See You Yesterday is colorful and fun, but it also manages to achieve some critical themes, giving the film a different genre, almost.

See You Yesterday is director Stefon Bristol’s first feature-length film, but the noticeable household name propping up the Netflix original is the producer, Spike Lee, confirming that the story will be shrouded in political messages despite the light-looking, vibrant sci-fi posters. The title of the Netflix film is an earnest giveaway; the central premise is about time travel.

But in its pure form, See You Yesterday ties in police brutality and the inexcusable death count in black neighborhoods. Ignoring the fiction, the energy, and the nerdlike lead characters, there is a reality within the story that adds a layer above the narrative. The Netflix film does not even feel like it’s going to contain themes surrounding racial discrimination, and the lightheartedness of two teens creating Spy Kidstype gadgets to adjust the timeline becomes trodden on by the realness of where these teenagers are based.

The two characters, Claudette ‘CJ’ Walker (Eden Duncan-Smith) and Sebastian J. Thomas (Dante Crichlow), are going through the motions of developing technology for a science fair; their idea is to move a person through time. See You Yesterday does not specifically mark them as super-smart, but as soon as they reside in their garage pinpointing technical improvements with their VR headsets, you are given entirely different dimensions to their characters.

Their worlds are flipped upside down when CJ’s brother is killed by a police officer while reaching for his smartphone. CJ and Sebastian try to go back in time to fix it.

The idea that we can go back in time and fix a dark shade in our history is sadly poetic; the statistics do not lie; this should not be happening at the hands of police officers at all. There’s a certain irony in See You Yesterday that will dawn on you eventually way after the movie is finished, but the collective idea you will take away is that feeling of inevitability; you can make a cool story surrounding two teenagers in a neighborhood trying to push the doors of MIT, but gun violence mixed with racial discrimination statistically goes against their odds.

It’s easy to read into See You Yesterday; remove the influence of the themes, and you have an engageable time travel story with the purpose of amending the timeline to save a loved one. At that level, the Netflix exclusive is a midpoint film designed to entertain.

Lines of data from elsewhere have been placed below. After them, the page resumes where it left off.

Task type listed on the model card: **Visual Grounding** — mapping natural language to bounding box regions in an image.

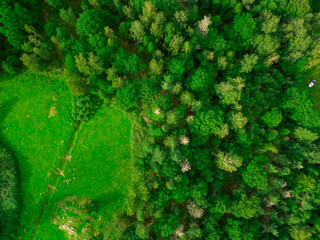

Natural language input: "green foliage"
[135,223,150,239]
[290,224,314,240]
[240,54,258,73]
[45,0,66,8]
[232,194,260,219]
[0,2,37,50]
[261,108,282,128]
[76,10,104,36]
[253,34,280,56]
[216,151,243,172]
[153,214,179,237]
[169,35,184,55]
[190,106,224,136]
[33,47,52,61]
[293,127,319,142]
[75,52,104,76]
[59,7,77,26]
[216,77,244,106]
[294,173,319,194]
[71,95,100,122]
[149,58,163,75]
[287,0,310,17]
[0,144,20,238]
[1,0,320,238]
[233,13,257,49]
[260,10,280,34]
[54,196,102,239]
[113,48,143,74]
[187,67,210,92]
[242,162,268,190]
[116,82,140,108]
[130,20,146,43]
[1,56,20,74]
[163,135,177,149]
[283,88,320,128]
[20,54,42,72]
[63,69,88,96]
[230,111,248,130]
[225,219,243,240]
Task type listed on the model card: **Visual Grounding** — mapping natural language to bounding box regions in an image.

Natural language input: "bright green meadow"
[0,71,132,239]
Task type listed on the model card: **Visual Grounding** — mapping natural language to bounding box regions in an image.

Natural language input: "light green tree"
[293,127,319,142]
[232,194,260,219]
[216,151,242,172]
[174,10,188,29]
[260,10,280,34]
[169,35,184,55]
[139,1,157,27]
[164,135,177,149]
[253,34,280,56]
[216,77,245,106]
[240,54,258,73]
[33,47,52,61]
[286,0,310,18]
[150,12,165,38]
[230,112,247,130]
[290,225,314,240]
[149,58,163,75]
[59,7,76,26]
[75,52,104,76]
[20,54,42,72]
[130,20,146,43]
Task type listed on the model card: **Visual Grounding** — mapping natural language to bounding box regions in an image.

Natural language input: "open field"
[0,71,74,238]
[34,106,132,239]
[0,71,132,239]
[301,65,320,111]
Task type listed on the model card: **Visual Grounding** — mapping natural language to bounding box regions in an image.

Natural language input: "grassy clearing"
[0,71,133,239]
[301,65,320,111]
[0,71,74,238]
[34,106,132,239]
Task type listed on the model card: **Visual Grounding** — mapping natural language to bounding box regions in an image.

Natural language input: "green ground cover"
[301,65,320,111]
[34,106,132,239]
[0,71,73,238]
[0,71,132,239]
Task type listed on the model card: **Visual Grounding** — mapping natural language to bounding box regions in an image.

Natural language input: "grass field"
[34,106,132,239]
[0,71,74,238]
[301,65,320,111]
[0,71,132,239]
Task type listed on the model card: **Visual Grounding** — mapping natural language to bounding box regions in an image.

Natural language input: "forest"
[1,0,320,239]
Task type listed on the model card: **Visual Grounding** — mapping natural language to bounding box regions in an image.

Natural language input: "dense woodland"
[1,0,320,239]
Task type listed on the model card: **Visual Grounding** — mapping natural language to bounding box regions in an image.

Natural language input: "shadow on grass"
[0,95,28,238]
[95,189,123,208]
[0,96,19,125]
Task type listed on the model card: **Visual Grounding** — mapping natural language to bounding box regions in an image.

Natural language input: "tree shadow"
[0,97,19,126]
[0,90,32,228]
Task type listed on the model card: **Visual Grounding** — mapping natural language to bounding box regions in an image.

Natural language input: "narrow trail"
[29,120,84,240]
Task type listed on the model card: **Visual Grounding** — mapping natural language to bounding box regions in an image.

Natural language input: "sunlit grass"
[34,106,132,239]
[301,65,320,111]
[0,71,73,238]
[0,71,132,239]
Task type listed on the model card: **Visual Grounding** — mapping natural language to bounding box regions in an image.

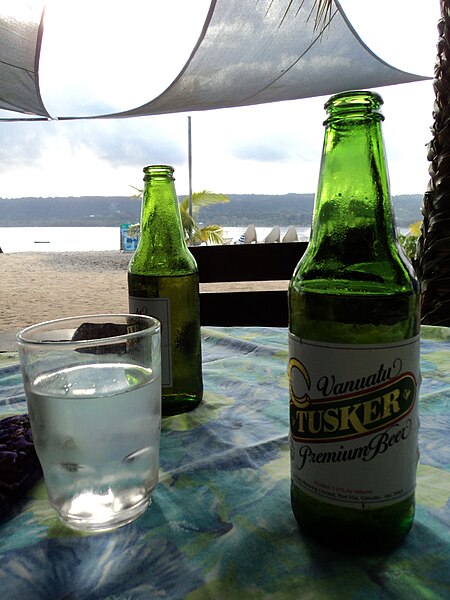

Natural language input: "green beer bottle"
[128,165,203,416]
[288,91,421,552]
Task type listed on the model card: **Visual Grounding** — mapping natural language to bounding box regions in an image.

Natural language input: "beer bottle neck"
[130,165,197,275]
[140,171,187,251]
[296,91,417,295]
[311,112,395,249]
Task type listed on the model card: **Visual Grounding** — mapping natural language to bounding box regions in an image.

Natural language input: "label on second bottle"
[129,296,172,387]
[288,333,420,509]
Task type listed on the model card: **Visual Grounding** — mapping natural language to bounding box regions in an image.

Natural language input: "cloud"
[0,121,55,170]
[231,137,293,162]
[230,132,320,163]
[72,119,186,167]
[0,117,186,174]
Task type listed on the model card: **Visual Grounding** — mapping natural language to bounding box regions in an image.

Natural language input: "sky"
[0,0,441,199]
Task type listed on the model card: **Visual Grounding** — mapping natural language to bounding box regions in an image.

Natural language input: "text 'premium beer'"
[288,91,421,552]
[128,165,203,416]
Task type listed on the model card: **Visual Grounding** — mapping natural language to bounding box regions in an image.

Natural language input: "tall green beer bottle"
[288,91,421,552]
[128,165,203,416]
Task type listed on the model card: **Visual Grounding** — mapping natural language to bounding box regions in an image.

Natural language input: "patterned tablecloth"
[0,326,449,599]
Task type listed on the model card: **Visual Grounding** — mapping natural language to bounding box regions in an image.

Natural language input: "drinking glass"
[17,314,161,532]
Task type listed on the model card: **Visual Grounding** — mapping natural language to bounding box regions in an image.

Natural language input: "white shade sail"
[0,1,50,119]
[0,0,429,121]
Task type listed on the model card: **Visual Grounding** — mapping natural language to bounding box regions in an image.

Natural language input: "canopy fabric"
[111,0,428,120]
[0,0,429,121]
[0,1,50,119]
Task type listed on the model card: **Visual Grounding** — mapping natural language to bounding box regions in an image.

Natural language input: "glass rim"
[143,164,174,172]
[324,90,384,118]
[16,313,160,348]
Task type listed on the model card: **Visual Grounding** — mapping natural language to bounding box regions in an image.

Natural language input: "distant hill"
[198,194,423,228]
[0,193,423,228]
[198,194,315,227]
[0,196,142,227]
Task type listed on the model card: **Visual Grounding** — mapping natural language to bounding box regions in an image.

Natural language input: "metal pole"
[188,116,193,219]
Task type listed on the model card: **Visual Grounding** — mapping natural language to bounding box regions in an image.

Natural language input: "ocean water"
[0,226,312,253]
[0,227,121,253]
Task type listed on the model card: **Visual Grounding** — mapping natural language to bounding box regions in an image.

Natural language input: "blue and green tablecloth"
[0,326,450,599]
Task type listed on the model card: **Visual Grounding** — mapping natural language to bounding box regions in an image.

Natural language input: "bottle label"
[129,296,172,387]
[288,333,420,509]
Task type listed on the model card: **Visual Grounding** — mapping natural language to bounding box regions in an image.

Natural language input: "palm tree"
[416,0,450,325]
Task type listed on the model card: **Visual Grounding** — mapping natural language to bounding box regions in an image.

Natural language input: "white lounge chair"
[263,225,281,243]
[239,224,257,244]
[282,225,298,243]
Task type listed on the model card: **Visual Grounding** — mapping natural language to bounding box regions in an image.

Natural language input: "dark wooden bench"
[190,242,307,326]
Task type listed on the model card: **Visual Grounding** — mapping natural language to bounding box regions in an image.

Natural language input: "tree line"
[0,193,422,228]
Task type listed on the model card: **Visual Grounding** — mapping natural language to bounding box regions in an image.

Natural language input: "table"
[1,326,450,599]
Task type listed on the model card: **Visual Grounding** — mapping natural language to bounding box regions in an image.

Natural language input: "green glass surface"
[128,165,203,416]
[288,91,420,552]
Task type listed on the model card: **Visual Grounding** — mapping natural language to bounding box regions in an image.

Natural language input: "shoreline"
[0,225,312,253]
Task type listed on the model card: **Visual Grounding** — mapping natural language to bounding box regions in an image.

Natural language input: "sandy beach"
[1,252,131,332]
[0,251,289,335]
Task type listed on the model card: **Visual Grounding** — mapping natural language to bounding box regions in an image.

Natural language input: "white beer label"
[289,333,420,509]
[129,296,172,387]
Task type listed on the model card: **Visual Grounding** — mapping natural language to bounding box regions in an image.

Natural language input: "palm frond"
[129,185,143,199]
[180,208,196,235]
[279,0,298,28]
[310,0,333,32]
[180,191,229,216]
[192,224,226,246]
[277,0,333,32]
[408,221,422,237]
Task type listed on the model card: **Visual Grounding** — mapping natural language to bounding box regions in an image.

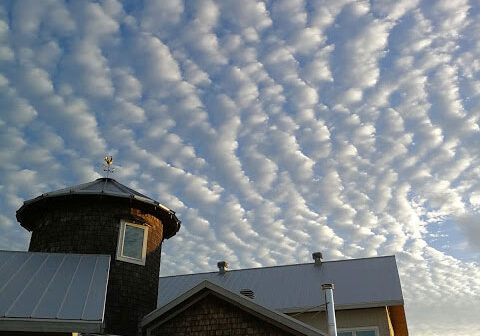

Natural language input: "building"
[8,177,180,336]
[142,280,326,336]
[0,176,408,336]
[148,255,408,336]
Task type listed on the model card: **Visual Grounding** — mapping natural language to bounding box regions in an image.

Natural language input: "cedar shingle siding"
[149,294,295,336]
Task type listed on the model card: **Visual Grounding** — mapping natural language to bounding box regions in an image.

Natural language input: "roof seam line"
[80,256,99,320]
[5,254,50,316]
[0,253,33,294]
[31,254,67,317]
[56,255,83,318]
[0,252,13,273]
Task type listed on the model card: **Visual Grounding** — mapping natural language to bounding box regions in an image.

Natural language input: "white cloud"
[113,67,143,100]
[0,78,37,125]
[1,1,480,335]
[134,34,182,86]
[74,1,119,41]
[66,41,114,97]
[301,45,334,84]
[456,213,480,252]
[371,0,419,20]
[218,0,272,31]
[0,18,14,61]
[141,0,184,34]
[35,41,62,71]
[20,66,54,96]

You could also argue that the themes are delivered to an acceptable and straightforward level, but the counter-argument is that See You Yesterday is not designed to be deeper than it is.

It wants to serve the sci-fi genre as much as highlighting the problems for young black teenagers in America today, and it’s difficult to pinpoint whether it achieved that balance to be a great film.

See You Yesterday is enjoyable enough to sit through for 90 minutes without feeling the need to eye your phone, but you almost feel like the Netflix film wanted to scream for more.